Des dossiers internes révèlent une utilisation abusive par la police américaine du système de surveillance par reconnaissance des plaques d'immatriculation et de vagues excuses pour un processus d'audit superficiel

📅 2026-09-16

Résumé :

Selon le dernier lot de documents d'audit officiels divulgués en vertu de la loi américaine sur les archives publiques, certains organismes chargés de l'application des lois ont depuis longtemps indiqué des raisons fausses, extrêmement vagues ou infondées pour contourner les contrôles de conformité internes lorsqu'ils ont appelé le réseau de reconnaissance automatique des plaques d'immatriculation (RAPI) de la célèbre société de surveillance de sécurité Flock Safety. Ces dossiers montrent qu'en l'absence d'une surveillance externe indépendante et forte, le réseau de surveillance de haute précision des mouvements des véhicules, initialement conçu pour lutter contre les délits majeurs, est utilisé à mauvais escient par certains policiers pour des opérations d'espionnage quotidiennes dépourvues de base légale.

Le réseau automatisé de reconnaissance de plaques d'immatriculation construit par Flock Safety couvre des milliers de communautés, de quartiers d'affaires et d'artères de circulation à travers les États-Unis. Ses caméras solaires en bordure de route peuvent capturer les véhicules qui passent 24 heures sur 24, en enregistrant non seulement le numéro complet de la plaque d'immatriculation, mais également en utilisant des algorithmes de vision par ordinateur IA pour identifier la marque, le modèle, la couleur de la carrosserie, les autocollants et même les détails des dommages du véhicule, et en téléchargeant d'énormes quantités de données de localisation dans une base de données cloud. Afin de prévenir les abus de puissance publique et de répondre aux préoccupations du public en matière de confidentialité concernant la « surveillance panoramique », diverses juridictions et fournisseurs de systèmes exigent généralement que les agents chargés de l'application des lois saisissent des raisons juridiques claires dans le système lors de la récupération de la localisation historique des véhicules, comme le numéro de dossier criminel spécifique associé (numéro de dossier) ou le motif de l'enquête criminelle, afin d'établir une piste d'audit pour un traçage ultérieur.

Cependant, les derniers journaux d'audit du système obtenus montrent que ce mécanisme de contrôle interne qui s'appuie sur le personnel chargé de l'application des lois pour remplir consciemment les informations est inefficace. Les dossiers regorgent d'informations d'identification que les policiers ont établies au hasard afin de récupérer rapidement les enregistrements de surveillance. Dans un grand nombre d'enregistrements de requête, les policiers n'ont qu'à saisir « test », « look décontracté », « patrouille quotidienne », « aucun numéro de dossier », ou même des lettres simples ou des symboles tronqués, et ils peuvent récupérer sans entrave la trajectoire de conduite précise et l'horodatage du véhicule cible à travers la ville sur des semaines, voire des mois.

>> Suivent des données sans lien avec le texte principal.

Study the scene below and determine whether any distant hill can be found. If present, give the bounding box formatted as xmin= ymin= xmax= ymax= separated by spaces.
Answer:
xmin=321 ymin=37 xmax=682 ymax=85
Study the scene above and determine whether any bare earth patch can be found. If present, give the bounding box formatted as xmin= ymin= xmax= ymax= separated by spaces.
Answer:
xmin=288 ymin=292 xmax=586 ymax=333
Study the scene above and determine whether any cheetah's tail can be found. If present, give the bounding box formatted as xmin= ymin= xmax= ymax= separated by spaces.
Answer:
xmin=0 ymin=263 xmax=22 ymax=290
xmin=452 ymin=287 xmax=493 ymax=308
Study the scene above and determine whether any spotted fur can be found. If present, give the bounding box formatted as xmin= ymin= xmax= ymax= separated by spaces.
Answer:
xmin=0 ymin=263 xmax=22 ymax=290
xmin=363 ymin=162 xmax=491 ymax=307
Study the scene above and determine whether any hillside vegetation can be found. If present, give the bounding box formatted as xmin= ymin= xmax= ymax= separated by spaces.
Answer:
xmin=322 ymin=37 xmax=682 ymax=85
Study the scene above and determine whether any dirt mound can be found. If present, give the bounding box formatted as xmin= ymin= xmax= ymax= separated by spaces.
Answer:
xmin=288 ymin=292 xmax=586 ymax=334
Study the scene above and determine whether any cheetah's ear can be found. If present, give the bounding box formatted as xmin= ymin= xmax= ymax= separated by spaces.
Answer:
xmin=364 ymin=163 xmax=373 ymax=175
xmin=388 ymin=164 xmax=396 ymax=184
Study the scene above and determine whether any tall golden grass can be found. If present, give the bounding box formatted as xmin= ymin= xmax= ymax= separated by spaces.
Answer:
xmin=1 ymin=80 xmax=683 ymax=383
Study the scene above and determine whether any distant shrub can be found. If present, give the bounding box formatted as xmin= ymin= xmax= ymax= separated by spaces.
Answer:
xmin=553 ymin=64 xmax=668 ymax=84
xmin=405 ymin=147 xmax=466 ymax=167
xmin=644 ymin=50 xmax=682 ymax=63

De plus, les enregistrements d'audit ont également révélé des risques de violation plus graves. Certaines enquêtes n'auraient aucun lien avec des affaires criminelles spécifiques et impliqueraient des vérifications d'antécédents non autorisées menées pour retrouver des ex-conjoints, des connaissances ou simplement par curiosité personnelle. Les organisations de défense des libertés civiles et de protection de la vie privée numérique ont sévèrement critiqué cette situation, soulignant que la technologie de reconnaissance des plaques d'immatriculation construit essentiellement un réseau de surveillance panoramique aveugle des déplacements de tous les citoyens ; Lorsque les seuils d’audit interne sont superficiels et que les fausses excuses ne sont pas bloquées au niveau du système ou que des sanctions contre le personnel sont imposées, l’abus du pouvoir de surveillance devient une norme inévitable.

Les défenseurs de la vie privée appellent les agences législatives et réglementaires à ne plus s'appuyer sur un « auto-audit interne » formaliste des infrastructures de surveillance publique dominées par des entreprises privées. Les gouvernements à tous les niveaux doivent émettre des réglementations obligatoires juridiquement contraignantes, établir un mécanisme de vérification périodique des données par un tiers indépendant du commissariat de police, forcer le système à bloquer en temps réel les opérations de requête avec des numéros de cas de conformité manquants et tenir les agents chargés de l'application des lois qui violent les réglementations et abusent des données sur la localisation des citoyens pour responsables de leurs responsabilités juridiques et administratives afin d'empêcher la technologie moderne de surveillance numérique d'éroder davantage les droits constitutionnels à la vie privée des citoyens.